The API

Just a quick post about something I found quite interesting. In Windows 10 version 2004+ (according to this) there is a new system call which caught my attention: NtPssCaptureVaSpaceBulk. Specifically the caputing “bulk” referenced in the name made me think it could be useful. Looking at the API in the kernel, I quickly noticed several calls using the PsProcessType type as the first parameter, so I looked at the prototype of NtQueryVirtualMemory and went from there.
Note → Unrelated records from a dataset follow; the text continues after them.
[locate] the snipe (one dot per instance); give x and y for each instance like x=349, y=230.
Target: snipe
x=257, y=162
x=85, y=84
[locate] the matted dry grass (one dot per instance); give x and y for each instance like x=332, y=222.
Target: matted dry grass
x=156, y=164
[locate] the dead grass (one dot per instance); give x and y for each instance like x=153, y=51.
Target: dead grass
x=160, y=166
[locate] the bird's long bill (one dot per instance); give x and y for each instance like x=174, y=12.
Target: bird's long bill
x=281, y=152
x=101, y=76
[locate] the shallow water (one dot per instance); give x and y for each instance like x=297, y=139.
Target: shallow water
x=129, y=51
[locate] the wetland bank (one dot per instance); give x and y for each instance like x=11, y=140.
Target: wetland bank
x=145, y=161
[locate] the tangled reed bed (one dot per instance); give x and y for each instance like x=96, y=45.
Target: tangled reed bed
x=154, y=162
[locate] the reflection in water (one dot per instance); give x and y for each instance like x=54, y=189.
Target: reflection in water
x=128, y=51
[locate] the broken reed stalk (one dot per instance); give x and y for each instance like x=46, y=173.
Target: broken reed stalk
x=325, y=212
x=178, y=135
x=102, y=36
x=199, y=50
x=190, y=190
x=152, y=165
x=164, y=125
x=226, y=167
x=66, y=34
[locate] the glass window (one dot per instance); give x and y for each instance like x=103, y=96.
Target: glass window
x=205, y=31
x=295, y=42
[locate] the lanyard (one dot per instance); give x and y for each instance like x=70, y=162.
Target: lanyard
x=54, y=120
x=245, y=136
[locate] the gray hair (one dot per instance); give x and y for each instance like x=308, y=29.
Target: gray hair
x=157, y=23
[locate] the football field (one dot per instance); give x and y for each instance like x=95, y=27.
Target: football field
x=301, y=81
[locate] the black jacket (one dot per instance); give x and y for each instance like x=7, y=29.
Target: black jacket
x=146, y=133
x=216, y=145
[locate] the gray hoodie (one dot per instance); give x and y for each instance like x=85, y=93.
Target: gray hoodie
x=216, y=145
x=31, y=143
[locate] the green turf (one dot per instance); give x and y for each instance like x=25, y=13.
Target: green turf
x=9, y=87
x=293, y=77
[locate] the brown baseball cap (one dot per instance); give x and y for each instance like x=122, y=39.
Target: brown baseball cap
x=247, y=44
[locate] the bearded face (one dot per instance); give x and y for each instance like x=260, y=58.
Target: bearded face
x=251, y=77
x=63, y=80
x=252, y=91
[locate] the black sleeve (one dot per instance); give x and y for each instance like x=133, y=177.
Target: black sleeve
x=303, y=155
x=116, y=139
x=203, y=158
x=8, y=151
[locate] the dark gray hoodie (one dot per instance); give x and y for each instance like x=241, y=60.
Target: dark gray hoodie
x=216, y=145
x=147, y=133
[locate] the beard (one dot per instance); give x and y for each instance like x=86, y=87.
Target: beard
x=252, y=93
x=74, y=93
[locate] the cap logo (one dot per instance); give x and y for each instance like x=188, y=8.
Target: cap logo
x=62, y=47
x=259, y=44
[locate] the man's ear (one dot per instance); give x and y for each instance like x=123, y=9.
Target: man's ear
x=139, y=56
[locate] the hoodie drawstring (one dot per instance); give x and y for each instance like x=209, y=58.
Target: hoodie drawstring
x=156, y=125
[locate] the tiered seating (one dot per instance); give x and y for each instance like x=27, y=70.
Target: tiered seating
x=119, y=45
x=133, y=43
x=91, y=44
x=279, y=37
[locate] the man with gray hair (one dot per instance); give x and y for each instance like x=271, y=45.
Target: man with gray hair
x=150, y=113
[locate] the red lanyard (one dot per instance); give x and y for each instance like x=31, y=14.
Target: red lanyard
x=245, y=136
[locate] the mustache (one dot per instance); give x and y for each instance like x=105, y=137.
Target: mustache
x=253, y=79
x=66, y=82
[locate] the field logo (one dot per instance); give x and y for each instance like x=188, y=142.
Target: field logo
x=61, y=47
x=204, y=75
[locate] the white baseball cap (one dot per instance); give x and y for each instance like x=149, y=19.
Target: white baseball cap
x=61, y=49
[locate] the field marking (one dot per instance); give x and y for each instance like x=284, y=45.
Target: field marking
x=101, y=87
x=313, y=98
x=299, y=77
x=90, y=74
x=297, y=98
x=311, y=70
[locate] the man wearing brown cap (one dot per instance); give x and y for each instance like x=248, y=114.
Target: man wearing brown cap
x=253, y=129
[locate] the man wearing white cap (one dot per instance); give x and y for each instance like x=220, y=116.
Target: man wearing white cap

My Google searching skills discovered that there is no offical prototype for this function, and so my final definition looks like this:

NTSTATUS NtPssCaptureVaSpaceBulk(HANDLE ProcessHandle, 
        PVOID BaseAddress, 
        PBULK_MEMORY_INFORMATION MemoryInfo, 
        SIZE_T Length, 
        PSIZE_T ReturnLength);


The structure of BULK_MEMORY_INFORMATION is:

typedef struct _BULK_MEMORY_INFORMATION
{
	ULONG QueryFlags;
	ULONG NumberOfEntries;
	PVOID MaxUserAddress;
	BYTE Reserved[0x18];
	PVOID LowestAddressFound;
	BYTE Reserved2[0x10];
    MEMORY_BASIC_INFORMATION MemoryInfo[1];
} BULK_MEMORY_INFORMATION, *PBULK_MEMORY_INFORMATION;


As a side note: When creating this structure definition I remembered seeing similar Windows structs which has arrays as the last element but had it defined as a 1-length based, looking into this I found this post by Raymond Chen explaining why this is the case.

The QueryFlags member does not seem to be used except for being bitwise anded with 0xFFFFFFFC so only 1, 2, and 3 are valid. Again these are currently not used to control anything, but needs to be set or you’ll get STATUS_NOT_SUPPORTED. The main logic then follows which involves attaching to the provided process handle, re-calling itself in with the Zw variant of PssCaptureVaSpaceBulk, and then preforming a loop of NtQueryVirtualMemory. In the past, looping VirtualQuery(Ex) is essentially what developers had to do to query the memory of a process. That code would look something like this:

MEMORY_BASIC_INFORMATION memInfo;
for (PVOID pMem = NULL; VirtualQueryEx(GetCurrentProcess(), pMem, &memInfo, sizeof(memInfo)) == sizeof(memInfo); (BYTE*)pMem += memInfo.RegionSize)
{
	printf("Region: %p\n", memInfo.BaseAddress);
}


But now you can do something like this:

SIZE_T nReturn;
SIZE_T nHeap = 0x1000;
PBULK_MEMORY_INFORMATION pBulk = HeapAlloc(GetProcessHeap(), HEAP_ZERO_MEMORY, nHeap);
pBulk->QueryFlags = 0x1;
while (NtPssCaptureVaSpaceBulk(GetCurrentProcess(), 0, pBulk, nHeap, &nReturn))
{
	HeapFree(GetProcessHeap(), 0, pBulk);
	nHeap += 0x1000;
	pBulk = HeapAlloc(GetProcessHeap(), HEAP_ZERO_MEMORY, nHeap);
	pBulk->QueryFlags = 0x1;
}
for (size_t i = 0; i < pBulk->NumberOfEntries; i++)
{
	printf("Mem: %p\n", pBulk->MemoryInfo[i].BaseAddress);
}


Is it more complicated? Yes. Why use it? I’m not sure, but maybe in the future the query flags will be able to gather different information. For now it is simply appears to be a redundent way to capture the entire virtual address space of a process.